In June 2008, the primary care trust published its strategic service delivery plan, Building Better Health for Bolton, which set out proposals for 10 new health centres in the area. However, just three years later, the coalition government’s planned NHS reforms mean the strategy is being scrapped, with six of the buildings yet to be delivered.
It is clear the PCT will cease and staff numbers can be expected to diminish more or less gradually over this period. The requirement for office space will be significantly reduced
The agenda for an estates meeting held at the trust’s headquarters stated: “When the UK economy entered a substantial downturn in 2008, our pragmatic response was to lengthen the timescales for our plans, making them more compatible with slower funding growth, but not to alter our fundamental direction.
“Now, however, on top of changed financial circumstances we have a fundamental reform of NHS organisations, with the demise of the PCT in 2013 and the beginning of a transfer of community health buildings. GP-led clinical commissioning groups will take over commissioning over the next year or so and they will inevitably want to develop their own views and priorities for the community estates. The PCT will therefore call a halt to its published estates strategy.”
Overall four of the 10 buildings are already operating or about to open, delivered through the NHS LIFT procurement route with construction partner, Eric Wright Group. These represent 16,000sq m from a planned total floorspace of around 24,000sq m - or two thirds of the buildings originally proposed. If today’s committee agrees to scrap the plan, the PCT will begin an estates utilisation review, considering how well it uses other buildings in its portfolio.
GP-led clinical commissioning groups will take over commissioning over the next year or so and they will inevitably want to develop their own views and priorities for the community estates. The PCT will therefore call a halt to its published estates strategy
The agenda stated: “The local health economy faces tough challenges if it is to meet the system reform and savings required of it under the NHS White Paper. A key part of the strategy to meet these challenges is to review the utilisation and suitability of the current and future estate and our ability to maximise the utility of this valuable asset while retaining the flexibility required to meet changes in service need and delivery.
“This work needs to look further than just the utilisation of space; it needs to look at the estate holistically to ensure it is not just well used, but is fit for purpose, located as close as possible to the population it serves, and has the flexibility to cope with changes in demand or changes to care pathways and service delivery.”
The review will be completed by the end of February 2012, after which the PCT will draw up an outline business case reviewing its options and testing the affordability and deliverability of any schemes highlighted as being critical to future services.

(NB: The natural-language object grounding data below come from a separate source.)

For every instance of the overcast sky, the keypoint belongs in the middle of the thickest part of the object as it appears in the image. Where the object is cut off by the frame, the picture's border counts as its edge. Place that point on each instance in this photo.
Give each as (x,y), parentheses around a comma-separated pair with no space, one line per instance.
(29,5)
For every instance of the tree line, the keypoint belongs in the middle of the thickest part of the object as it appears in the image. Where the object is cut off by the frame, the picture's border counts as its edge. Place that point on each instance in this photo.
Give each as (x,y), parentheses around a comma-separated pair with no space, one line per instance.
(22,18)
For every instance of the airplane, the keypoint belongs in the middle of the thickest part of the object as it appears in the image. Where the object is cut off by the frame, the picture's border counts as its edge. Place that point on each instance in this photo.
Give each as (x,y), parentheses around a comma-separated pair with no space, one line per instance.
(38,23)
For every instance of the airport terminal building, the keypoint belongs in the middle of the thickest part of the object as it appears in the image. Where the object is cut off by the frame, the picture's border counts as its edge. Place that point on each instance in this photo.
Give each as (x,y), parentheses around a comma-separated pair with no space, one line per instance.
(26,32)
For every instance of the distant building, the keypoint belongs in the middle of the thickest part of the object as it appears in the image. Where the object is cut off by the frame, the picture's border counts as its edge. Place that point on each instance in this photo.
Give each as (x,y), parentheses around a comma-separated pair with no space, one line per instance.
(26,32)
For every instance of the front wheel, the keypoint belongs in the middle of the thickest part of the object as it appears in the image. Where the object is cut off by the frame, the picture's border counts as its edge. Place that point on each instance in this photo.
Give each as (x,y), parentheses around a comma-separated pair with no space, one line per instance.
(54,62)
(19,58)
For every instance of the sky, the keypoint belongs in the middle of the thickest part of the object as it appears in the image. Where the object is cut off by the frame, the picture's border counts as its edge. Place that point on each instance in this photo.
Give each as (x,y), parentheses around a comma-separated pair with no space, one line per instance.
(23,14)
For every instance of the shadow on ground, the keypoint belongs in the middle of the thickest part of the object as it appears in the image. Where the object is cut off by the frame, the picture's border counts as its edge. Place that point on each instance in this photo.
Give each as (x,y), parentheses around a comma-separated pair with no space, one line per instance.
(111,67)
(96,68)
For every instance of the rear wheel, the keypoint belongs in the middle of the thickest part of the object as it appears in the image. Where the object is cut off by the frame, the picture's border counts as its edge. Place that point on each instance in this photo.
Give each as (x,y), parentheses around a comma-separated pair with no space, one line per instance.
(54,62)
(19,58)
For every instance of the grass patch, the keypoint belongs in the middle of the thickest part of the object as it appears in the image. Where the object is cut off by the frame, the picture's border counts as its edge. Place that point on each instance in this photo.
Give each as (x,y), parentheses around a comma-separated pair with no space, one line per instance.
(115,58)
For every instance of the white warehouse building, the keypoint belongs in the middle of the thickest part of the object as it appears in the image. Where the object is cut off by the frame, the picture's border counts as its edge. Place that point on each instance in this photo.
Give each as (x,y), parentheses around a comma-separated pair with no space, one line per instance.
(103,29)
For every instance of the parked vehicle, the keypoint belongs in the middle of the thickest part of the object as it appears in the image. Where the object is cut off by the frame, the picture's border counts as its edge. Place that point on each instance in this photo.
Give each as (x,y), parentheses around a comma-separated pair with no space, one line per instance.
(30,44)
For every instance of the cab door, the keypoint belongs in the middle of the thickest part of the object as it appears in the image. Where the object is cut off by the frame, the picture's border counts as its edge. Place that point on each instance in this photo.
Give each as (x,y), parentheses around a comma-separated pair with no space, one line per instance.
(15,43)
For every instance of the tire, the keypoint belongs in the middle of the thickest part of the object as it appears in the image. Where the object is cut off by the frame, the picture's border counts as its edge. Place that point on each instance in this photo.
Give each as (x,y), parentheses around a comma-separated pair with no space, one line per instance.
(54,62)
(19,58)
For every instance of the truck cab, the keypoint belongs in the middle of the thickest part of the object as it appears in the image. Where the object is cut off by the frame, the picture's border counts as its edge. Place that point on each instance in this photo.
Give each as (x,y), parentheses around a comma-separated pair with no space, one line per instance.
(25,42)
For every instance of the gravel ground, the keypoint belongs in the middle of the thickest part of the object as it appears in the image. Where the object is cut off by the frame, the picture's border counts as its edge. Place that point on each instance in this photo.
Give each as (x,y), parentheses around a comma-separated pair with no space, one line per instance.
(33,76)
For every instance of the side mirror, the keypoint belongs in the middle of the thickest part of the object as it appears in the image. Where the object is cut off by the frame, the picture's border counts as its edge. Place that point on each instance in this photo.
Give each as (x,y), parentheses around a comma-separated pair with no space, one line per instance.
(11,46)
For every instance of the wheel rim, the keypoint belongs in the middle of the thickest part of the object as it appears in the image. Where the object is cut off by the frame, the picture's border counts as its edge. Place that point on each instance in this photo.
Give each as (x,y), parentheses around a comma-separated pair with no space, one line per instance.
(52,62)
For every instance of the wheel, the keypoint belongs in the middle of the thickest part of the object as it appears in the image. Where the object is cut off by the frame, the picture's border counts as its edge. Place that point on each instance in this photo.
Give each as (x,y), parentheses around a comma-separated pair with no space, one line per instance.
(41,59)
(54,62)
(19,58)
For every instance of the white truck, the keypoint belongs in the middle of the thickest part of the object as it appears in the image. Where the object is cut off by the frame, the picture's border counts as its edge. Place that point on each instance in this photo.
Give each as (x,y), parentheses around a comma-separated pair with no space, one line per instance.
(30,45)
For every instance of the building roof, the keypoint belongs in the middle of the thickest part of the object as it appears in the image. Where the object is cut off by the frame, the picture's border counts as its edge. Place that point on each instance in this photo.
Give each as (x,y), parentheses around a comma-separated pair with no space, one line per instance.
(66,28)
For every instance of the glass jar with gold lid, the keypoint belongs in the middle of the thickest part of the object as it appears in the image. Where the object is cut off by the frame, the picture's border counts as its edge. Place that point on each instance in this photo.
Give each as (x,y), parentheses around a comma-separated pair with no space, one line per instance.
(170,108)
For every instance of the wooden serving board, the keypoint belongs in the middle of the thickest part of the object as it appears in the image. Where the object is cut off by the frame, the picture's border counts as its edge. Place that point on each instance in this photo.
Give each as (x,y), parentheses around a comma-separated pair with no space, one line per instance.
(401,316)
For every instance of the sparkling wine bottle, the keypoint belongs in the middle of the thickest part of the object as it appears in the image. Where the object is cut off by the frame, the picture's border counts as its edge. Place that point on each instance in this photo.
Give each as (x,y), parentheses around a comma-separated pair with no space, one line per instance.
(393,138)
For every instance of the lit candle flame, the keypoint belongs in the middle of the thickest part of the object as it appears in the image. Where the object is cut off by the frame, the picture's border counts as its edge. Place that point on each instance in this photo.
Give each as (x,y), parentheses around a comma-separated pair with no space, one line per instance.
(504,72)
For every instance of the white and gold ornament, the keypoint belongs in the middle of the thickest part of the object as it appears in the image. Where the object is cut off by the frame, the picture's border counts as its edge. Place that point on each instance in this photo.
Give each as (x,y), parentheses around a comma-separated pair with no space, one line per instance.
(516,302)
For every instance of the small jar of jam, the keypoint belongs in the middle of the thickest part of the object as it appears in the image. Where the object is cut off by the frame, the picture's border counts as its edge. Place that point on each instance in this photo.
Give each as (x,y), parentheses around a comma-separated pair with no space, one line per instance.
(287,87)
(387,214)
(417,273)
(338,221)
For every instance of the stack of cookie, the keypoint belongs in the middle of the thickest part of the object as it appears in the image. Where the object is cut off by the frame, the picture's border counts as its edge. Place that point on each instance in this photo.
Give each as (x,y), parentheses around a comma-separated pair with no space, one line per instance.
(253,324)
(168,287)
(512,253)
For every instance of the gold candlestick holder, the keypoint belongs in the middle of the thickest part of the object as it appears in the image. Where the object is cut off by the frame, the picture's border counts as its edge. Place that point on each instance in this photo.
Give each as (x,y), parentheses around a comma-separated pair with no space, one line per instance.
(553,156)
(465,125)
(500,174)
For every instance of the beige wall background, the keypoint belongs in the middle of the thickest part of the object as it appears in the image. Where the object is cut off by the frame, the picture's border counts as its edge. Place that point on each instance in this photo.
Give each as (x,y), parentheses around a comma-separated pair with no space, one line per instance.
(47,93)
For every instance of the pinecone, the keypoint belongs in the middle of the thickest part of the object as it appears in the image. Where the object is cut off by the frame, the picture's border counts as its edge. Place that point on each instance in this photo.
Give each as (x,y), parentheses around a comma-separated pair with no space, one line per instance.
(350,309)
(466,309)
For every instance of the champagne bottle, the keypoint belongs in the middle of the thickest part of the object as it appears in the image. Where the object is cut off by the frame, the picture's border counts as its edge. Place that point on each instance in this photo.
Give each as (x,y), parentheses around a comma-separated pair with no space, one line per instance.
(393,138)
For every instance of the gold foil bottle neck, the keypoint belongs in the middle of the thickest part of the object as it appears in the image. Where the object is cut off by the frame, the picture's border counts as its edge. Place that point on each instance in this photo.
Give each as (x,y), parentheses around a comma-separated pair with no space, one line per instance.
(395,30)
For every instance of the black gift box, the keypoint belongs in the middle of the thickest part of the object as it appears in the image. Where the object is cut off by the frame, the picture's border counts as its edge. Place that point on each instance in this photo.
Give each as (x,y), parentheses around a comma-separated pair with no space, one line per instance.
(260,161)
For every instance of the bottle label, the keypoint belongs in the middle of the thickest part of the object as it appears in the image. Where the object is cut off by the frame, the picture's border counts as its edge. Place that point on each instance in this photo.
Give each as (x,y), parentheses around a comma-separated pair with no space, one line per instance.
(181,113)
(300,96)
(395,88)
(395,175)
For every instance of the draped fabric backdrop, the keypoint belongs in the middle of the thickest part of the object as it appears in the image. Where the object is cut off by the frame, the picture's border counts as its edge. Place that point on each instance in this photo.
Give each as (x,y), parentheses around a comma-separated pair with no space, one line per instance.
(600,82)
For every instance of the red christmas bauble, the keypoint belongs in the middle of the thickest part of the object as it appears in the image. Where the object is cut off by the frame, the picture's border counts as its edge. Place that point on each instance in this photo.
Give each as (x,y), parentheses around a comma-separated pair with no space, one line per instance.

This business case is expected to clarify the trust’s position in relation to plans for health centres in Avondale and Farnworth, which were due to be the next buildings commissioned. Decisions will also need to be made on what will happen to the PCT headquarters when the organisation is dissolved in 2013. The agenda stated: “It is clear the PCT will cease and staff numbers can be expected to diminish more or less gradually over this period. The requirement for office space will be significantly reduced.
“There is an immediate opportunity to reduce the headquarters estate, which must be seized. There may also be other ‘quick wins’ to contribute to challenging QIPP targets for the organisation.”